On Oct. 7, 1571, a fleet of galleys—the sort of oared ships we saw in Ben-Hur—from Spain, Venice, Genoa, and the Papal States won a stunning victory over a Turkish fleet in the Gulf of Patras, off Lepanto in western Greece.  They crushed a force poised to invade Italy, where the Christian faithful—insofar as they were aware of international affairs—feared they’d perish.  Lepanto was the last sea battle involving galleys, involving hundreds of vessels on each side.  Heavily gunned sailing vessels were the future of naval warfare.

That’s a matter of history, as is the fact that Catholic Europe had been praying desperately for the expected Turkish assault to be stopped.  In particular, Pope St. Pius V urged the praying of the Rosary, and aboard the Christian galleys, so did the commander, Don Juan of Austria, half-brother of Philip II of Spain.

It’s reported that in Rome at the moment of victory, Pius V had a vision that the battle had been won.  Gratefully, he added the invocation “Help of Christians” to the Litany of Loreto and instituted the feast of Our Lady of Victory, soon changed to Our Lady of the Rosary.

Faith interprets the historical facts to agree with the Pope’s vision.  Victory is attributed to the Mother of God for inspiring the Christian battle tactics, guiding the seamanship of the commanders, causing a beneficial shift in the wind, even choosing the narrow confines of the Gulf of Patras as the place where the 2 fleets met.

As Catholic believers, we may interpret the facts of battle to say that God intervened, “withholding his blazing wrath” so that Christian Italy should not perish, as for example much of the Christian Balkans did.

The collect today, so familiar to us from the Angelus, speaks of the Incarnation of Christ, which is a faith statement—that the Son of God intervened by taking our human flesh so that humanity should not perish.  The collect speaks of Christ’s passion and cross.  His birth, suffering, and death are historical facts, like Lepanto.  Faith tells us those facts are prelude to resurrection and eternal life for all who believe in the power of his cross and cry to him from the depths of their struggles with the Devil (cf.
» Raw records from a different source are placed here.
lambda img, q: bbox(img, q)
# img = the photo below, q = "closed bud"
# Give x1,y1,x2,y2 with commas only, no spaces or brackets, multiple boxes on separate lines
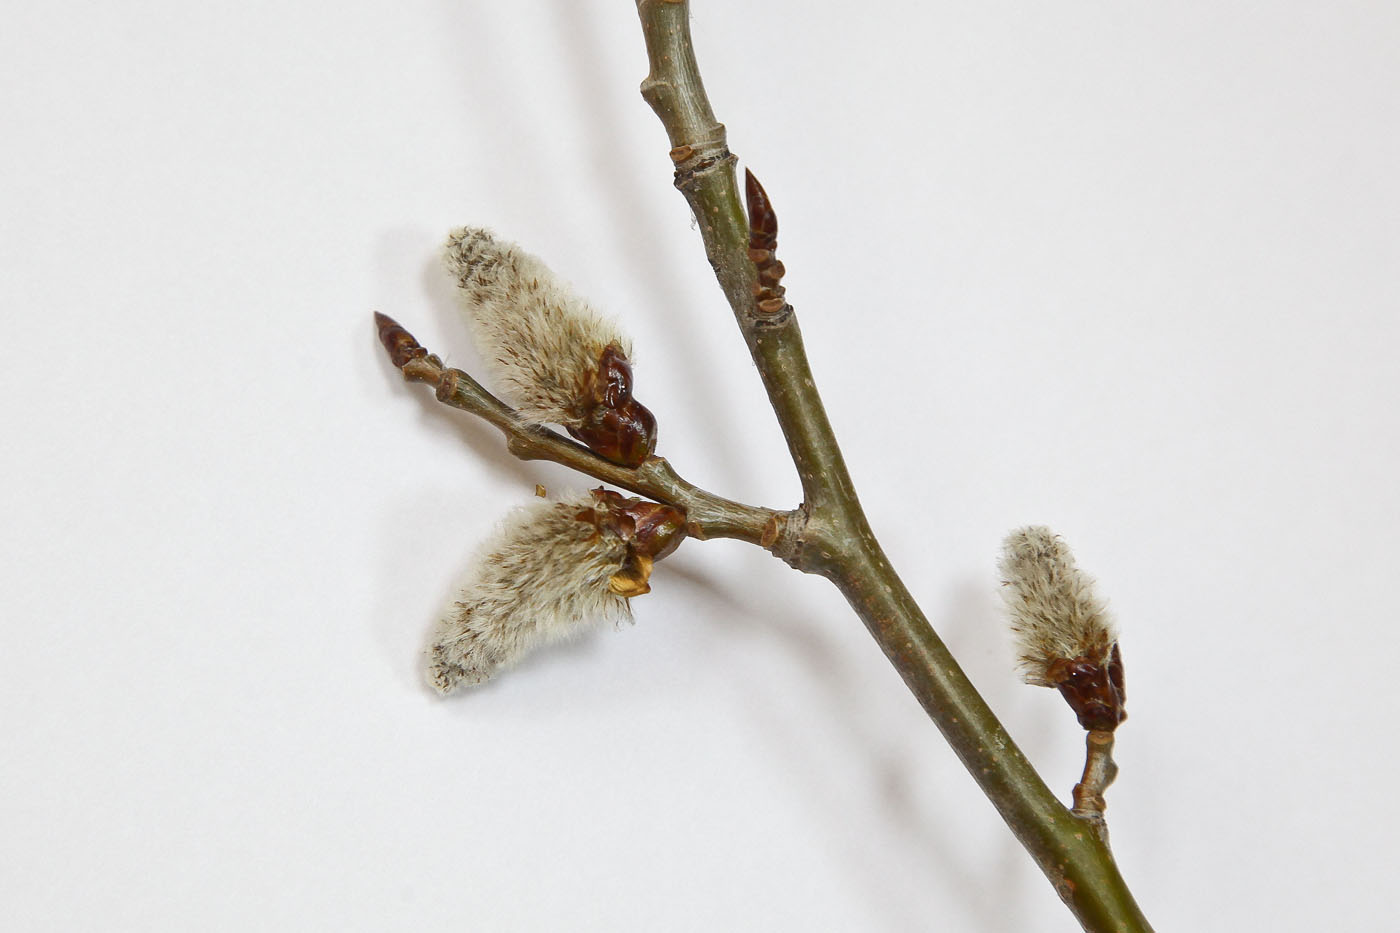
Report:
428,490,686,694
443,227,657,466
Ps 130:1).

Mary of Bethany chose the better part by sitting at Jesus’ feet and listening to him (Luke 10:30,42).  The Virgin Mary chose the better part when she assented to Gabriel’s message (collect), prodded him to act at Cana, stood under the cross, and joined the 120 faithful disciples in the Cenacle.

When we look at our own lives, we may see how God’s grace intervened so that we might turn from, or avoid altogether, the invasion of sin and attain victory.